Bridging and Routing Concepts |
How Bridges Learn
When a bridge is first powered on, it does not know the number or the locations of stations that are connected to the LAN. To minimize the amount of data passed over the bridge it must learn the whereabouts (address) of stations to ensure that it passes only the data that is intended to be passed over the bridge.
Like the envelope of a letter, the header of each frame of data transmitted on the network has a From (source) address and To (destination) address. This ensures that data reaches its destination on the LAN and that the receiving station can reply. The bridge reads every frame of data received at the LAN port and extracts the source address of the frame. From this information it builds an address table of stations it knows to be on the LAN.
To decide if data should be passed over the bridge, the bridge examines the destination address of the frame. If the address is already in its address table, the bridge knows the destination is on the LAN and therefore rejects or filters the frame.
If the destination address is not in the address table, the bridge transmits the data across the bridge. It does this even if the destination device is on the local LAN because it does not recognize the destination station as local. However, if the destination device is on the local LAN, once it replies to the original source station, its own source address is part of the data frame and it is learned by the bridge and added to the address table.
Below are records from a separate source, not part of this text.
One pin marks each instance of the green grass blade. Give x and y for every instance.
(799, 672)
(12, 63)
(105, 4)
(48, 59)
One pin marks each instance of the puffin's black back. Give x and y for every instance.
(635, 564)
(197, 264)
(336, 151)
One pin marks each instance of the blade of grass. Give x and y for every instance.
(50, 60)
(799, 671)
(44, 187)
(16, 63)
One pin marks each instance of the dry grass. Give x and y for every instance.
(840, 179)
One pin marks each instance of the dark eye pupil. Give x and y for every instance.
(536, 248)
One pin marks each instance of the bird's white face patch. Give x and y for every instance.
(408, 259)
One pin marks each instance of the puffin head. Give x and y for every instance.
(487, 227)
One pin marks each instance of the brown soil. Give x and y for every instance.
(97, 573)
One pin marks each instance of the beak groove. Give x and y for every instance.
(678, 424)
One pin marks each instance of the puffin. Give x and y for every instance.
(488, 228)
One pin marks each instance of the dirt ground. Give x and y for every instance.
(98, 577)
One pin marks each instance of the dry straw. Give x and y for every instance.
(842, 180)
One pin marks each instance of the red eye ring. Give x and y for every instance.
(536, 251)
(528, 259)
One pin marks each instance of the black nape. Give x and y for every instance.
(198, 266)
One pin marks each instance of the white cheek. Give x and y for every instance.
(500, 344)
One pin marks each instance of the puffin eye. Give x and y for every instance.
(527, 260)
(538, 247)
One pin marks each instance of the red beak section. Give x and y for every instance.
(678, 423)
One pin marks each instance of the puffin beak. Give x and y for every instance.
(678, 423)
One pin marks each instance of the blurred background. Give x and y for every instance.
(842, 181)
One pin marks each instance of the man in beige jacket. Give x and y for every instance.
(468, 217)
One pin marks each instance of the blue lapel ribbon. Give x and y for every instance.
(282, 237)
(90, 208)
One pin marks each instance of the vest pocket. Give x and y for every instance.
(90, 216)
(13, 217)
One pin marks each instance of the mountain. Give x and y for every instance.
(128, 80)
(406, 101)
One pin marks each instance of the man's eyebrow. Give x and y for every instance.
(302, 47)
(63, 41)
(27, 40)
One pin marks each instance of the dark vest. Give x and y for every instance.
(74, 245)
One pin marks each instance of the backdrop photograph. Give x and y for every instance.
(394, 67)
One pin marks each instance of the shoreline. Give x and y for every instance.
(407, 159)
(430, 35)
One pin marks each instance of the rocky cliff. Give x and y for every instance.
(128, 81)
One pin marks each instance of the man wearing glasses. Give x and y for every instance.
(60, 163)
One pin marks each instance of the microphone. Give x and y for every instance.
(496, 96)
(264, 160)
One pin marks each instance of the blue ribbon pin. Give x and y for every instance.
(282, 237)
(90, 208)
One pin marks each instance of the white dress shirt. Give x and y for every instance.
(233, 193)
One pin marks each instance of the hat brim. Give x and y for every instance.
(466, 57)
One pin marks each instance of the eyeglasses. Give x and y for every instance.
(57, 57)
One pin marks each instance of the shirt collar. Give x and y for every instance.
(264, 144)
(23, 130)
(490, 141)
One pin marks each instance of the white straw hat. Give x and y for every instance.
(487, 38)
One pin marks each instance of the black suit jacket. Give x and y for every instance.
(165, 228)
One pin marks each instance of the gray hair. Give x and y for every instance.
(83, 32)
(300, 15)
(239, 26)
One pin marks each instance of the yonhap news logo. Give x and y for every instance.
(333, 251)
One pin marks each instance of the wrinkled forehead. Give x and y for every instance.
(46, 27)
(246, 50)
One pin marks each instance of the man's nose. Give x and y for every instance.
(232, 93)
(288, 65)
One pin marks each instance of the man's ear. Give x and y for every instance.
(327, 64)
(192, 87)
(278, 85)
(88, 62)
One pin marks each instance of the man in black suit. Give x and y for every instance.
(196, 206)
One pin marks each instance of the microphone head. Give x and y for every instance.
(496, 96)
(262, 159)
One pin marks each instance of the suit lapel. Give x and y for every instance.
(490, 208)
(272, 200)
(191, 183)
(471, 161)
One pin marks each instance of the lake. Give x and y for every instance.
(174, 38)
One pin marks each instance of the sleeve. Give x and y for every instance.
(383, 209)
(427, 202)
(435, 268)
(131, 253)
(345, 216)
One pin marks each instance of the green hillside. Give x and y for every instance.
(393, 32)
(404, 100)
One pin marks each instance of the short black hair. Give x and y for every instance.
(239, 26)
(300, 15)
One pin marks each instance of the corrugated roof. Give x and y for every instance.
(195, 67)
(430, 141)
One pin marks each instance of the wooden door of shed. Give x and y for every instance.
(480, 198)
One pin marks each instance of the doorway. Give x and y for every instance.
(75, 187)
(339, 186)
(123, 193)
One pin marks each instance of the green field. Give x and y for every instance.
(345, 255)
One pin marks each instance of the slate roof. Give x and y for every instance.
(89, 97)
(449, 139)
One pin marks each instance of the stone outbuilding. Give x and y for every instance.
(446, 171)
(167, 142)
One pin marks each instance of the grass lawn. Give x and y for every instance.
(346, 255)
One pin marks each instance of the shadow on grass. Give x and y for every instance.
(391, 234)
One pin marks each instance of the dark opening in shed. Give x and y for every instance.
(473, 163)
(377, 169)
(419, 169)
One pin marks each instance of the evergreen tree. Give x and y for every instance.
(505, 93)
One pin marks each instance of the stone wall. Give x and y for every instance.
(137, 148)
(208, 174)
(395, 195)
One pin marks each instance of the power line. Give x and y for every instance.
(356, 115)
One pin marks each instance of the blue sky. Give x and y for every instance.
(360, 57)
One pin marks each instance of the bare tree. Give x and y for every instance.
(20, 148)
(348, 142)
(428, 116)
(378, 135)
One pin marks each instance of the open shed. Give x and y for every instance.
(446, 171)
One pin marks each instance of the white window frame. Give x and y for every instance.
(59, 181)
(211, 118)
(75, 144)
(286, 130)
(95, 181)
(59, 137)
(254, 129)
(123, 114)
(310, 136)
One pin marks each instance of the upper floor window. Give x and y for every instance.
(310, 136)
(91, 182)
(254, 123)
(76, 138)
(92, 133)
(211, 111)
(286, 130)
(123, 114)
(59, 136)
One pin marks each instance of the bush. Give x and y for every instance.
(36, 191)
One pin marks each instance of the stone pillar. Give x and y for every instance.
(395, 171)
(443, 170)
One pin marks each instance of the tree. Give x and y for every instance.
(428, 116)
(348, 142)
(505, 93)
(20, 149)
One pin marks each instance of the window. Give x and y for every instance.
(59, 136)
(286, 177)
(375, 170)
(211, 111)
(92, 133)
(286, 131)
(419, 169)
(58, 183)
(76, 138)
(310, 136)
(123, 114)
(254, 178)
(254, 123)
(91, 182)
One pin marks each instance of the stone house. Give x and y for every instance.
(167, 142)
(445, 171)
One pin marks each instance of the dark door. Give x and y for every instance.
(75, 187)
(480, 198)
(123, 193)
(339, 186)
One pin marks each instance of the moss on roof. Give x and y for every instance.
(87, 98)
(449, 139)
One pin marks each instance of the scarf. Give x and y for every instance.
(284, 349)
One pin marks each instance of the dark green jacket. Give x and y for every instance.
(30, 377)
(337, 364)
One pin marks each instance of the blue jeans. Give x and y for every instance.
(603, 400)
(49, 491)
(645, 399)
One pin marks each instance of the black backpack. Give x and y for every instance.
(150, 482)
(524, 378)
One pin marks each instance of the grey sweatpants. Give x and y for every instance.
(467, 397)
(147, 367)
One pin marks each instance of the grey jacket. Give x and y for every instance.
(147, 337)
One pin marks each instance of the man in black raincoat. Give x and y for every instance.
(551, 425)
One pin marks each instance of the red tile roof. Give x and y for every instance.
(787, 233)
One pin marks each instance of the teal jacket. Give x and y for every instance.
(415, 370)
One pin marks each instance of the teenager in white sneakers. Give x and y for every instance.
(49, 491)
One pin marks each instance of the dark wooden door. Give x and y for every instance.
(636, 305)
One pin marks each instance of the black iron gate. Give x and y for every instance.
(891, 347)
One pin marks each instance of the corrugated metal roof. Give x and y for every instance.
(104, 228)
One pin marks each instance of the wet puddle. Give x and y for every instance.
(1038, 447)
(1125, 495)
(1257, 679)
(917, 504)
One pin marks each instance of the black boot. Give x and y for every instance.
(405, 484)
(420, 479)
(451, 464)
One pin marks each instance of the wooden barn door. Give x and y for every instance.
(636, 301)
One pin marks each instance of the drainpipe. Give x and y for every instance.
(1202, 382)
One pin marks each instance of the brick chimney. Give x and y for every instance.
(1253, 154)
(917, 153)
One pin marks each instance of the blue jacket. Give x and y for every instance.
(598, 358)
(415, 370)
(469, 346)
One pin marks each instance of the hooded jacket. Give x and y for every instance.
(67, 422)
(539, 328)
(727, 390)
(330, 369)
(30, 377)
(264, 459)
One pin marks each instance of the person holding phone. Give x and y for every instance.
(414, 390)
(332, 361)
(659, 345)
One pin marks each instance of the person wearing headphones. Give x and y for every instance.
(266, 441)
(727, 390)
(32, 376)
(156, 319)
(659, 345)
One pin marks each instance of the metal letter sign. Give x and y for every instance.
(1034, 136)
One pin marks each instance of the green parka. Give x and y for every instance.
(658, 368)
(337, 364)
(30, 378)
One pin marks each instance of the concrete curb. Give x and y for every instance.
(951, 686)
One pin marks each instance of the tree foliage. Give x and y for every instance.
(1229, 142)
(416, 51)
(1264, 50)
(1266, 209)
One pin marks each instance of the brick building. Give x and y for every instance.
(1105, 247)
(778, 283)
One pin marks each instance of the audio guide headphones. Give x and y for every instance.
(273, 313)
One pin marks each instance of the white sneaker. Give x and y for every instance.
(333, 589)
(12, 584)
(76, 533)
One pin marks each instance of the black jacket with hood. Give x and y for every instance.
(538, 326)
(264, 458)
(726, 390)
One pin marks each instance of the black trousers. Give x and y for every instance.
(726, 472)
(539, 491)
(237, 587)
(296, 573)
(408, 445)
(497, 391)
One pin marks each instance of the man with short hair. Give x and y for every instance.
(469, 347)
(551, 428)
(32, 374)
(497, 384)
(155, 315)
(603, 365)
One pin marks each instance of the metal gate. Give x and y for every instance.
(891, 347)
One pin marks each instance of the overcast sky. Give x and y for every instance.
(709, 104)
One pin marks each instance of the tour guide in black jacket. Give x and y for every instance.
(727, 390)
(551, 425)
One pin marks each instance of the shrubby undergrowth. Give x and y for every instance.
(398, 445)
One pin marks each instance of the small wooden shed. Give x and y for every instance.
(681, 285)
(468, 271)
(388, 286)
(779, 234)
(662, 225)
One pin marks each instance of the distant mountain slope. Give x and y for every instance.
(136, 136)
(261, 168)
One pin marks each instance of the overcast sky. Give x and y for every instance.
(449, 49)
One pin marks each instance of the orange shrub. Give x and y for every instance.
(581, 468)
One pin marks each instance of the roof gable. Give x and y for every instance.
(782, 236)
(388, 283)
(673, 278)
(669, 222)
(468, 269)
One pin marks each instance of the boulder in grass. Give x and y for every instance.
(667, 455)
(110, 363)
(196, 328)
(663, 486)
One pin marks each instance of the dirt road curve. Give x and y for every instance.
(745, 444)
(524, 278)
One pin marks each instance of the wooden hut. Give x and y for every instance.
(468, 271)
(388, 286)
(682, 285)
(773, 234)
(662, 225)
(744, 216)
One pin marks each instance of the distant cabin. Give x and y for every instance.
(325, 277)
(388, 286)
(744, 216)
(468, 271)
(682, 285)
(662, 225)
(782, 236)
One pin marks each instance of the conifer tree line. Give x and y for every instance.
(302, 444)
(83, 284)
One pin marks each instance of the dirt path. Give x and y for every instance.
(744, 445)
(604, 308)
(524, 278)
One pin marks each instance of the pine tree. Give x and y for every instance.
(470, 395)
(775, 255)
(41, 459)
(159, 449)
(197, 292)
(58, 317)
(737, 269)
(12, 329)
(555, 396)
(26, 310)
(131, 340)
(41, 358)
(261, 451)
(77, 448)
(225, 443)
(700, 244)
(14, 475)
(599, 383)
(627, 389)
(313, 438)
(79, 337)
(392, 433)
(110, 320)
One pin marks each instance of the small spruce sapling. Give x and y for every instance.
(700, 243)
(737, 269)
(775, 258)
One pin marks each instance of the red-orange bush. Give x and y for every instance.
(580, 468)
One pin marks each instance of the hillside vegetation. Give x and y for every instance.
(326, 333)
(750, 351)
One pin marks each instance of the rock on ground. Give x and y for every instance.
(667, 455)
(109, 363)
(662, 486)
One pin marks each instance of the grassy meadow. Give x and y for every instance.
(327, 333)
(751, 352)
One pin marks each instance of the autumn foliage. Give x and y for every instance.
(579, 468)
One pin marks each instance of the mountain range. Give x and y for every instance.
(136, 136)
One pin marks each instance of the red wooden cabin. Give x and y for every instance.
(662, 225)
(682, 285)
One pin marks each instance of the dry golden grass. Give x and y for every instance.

By operating in this way, the amount of data forwarded by the bridge is kept to a minimum. Traffic that is for devices on the attached LAN is rarely forwarded over the bridge.
A bridge can be configured to forget or age a station’s address after a period of inactivity, a facility which is used to ensure that stations which are no longer attached to the LAN, do not remain in the bridge’s address table, using up space that may be required for other stations’ addresses.